Biografia de Mourão-Ferreira

   Licenciou-se em Filologia Românica na Faculdade de Letras da Universidade de Lisboa em 1951. Mais tarde, em 1957 foi professor nesta, tendo-se destacado como um dos grande poetas contemporâneos do séc. XX.
   Mourão Ferreira trabalhou em vários jornais, dos quais se destacam a Seara Nova e o Diário Popular. Foi também um dos fundadores da revista Távola Redonda. Durante dez anos, de 1963 a 1973, foi secretário-geral da Sociedade Portuguesa de Autores. No governo desempenhou a função de Secretário de Estado da Cultura. Foi ainda autor de alguns programas de televisão, como o Imagens da Poesia Europeia, na RTP.
   Em 1996 recebeu o prémio de Carreira da Sociedade Portuguesa de Autores.
   Do primeiro casamento, com Maria Eulália nasceram David João e Adelaide Constança, que lhe deram onze netos e netas.

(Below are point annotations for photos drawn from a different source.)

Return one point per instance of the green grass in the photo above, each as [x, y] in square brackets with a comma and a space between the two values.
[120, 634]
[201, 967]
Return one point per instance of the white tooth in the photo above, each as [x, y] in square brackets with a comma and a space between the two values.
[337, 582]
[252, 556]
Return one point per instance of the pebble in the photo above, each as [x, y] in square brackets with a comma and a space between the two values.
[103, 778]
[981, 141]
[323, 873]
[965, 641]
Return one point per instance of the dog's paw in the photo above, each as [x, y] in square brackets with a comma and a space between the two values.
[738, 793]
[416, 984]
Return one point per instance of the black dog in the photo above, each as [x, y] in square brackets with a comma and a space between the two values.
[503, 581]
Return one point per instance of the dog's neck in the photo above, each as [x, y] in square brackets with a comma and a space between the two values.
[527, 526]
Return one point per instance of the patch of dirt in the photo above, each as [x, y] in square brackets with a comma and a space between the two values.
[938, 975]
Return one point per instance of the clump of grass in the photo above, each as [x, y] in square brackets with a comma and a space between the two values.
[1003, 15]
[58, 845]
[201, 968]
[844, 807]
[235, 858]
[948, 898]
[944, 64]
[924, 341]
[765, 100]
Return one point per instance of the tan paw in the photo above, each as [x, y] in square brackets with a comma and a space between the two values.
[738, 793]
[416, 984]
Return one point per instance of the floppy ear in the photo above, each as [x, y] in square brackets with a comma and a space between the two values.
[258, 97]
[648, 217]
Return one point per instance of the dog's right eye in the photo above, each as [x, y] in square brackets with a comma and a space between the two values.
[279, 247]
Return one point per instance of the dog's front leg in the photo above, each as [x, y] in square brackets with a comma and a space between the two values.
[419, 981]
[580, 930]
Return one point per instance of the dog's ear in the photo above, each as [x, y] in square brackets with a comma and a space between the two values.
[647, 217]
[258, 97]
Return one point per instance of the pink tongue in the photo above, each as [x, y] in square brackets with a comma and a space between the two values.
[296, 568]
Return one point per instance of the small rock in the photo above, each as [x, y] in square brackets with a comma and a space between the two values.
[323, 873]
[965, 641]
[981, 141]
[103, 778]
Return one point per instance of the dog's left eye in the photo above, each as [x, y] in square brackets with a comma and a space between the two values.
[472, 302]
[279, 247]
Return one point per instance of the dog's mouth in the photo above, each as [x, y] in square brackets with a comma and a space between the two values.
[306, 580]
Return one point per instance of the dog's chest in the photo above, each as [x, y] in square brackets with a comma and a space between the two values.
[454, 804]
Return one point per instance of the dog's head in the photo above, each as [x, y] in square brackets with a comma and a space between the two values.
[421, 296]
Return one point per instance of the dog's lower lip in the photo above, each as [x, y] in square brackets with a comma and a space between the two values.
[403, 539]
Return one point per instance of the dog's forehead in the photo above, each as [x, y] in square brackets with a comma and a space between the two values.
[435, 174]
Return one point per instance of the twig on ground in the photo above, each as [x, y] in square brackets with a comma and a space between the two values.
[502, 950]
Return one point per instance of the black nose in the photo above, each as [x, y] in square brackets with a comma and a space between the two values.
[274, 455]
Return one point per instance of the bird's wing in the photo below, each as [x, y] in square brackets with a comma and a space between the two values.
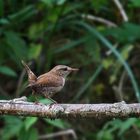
[49, 80]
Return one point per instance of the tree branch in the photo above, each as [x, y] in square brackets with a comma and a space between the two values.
[21, 107]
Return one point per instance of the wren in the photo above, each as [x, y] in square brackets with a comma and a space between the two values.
[48, 83]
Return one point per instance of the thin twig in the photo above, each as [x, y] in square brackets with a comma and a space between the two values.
[122, 11]
[21, 107]
[99, 19]
[58, 134]
[20, 82]
[119, 89]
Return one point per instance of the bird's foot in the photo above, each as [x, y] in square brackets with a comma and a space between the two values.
[38, 103]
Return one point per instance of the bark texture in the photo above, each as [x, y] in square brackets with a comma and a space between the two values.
[21, 107]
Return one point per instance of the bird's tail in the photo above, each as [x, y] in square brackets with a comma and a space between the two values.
[31, 76]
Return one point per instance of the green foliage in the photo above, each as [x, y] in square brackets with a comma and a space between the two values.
[52, 32]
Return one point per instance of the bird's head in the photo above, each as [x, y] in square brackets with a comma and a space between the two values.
[63, 70]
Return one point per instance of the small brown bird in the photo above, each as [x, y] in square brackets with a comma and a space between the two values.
[49, 83]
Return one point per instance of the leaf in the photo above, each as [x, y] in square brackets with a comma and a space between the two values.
[88, 83]
[34, 51]
[7, 71]
[126, 125]
[71, 45]
[17, 46]
[135, 3]
[29, 121]
[107, 44]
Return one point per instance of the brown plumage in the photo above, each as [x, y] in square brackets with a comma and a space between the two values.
[49, 83]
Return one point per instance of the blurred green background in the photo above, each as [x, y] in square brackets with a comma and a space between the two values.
[90, 35]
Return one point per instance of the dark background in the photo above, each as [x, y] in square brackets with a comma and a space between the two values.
[45, 33]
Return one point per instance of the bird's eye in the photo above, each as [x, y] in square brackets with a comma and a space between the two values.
[65, 69]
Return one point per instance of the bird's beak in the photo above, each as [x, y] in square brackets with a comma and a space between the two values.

   Em 2005 a Universidade de Bari e o Instituto Camões decidiram homenagear o poeta abrindo nessa mesma cidade o Centro Studi Lusofoni- Cátedra David Mourão Ferreira. Este centro, dirigido pela Professora Fernanda Toriello tem como objectivo o estudo da obra de David Mourão Ferreira e a divulgação da língua portuguesa, promovendo também o Prémio Europa David Mourão Ferreira.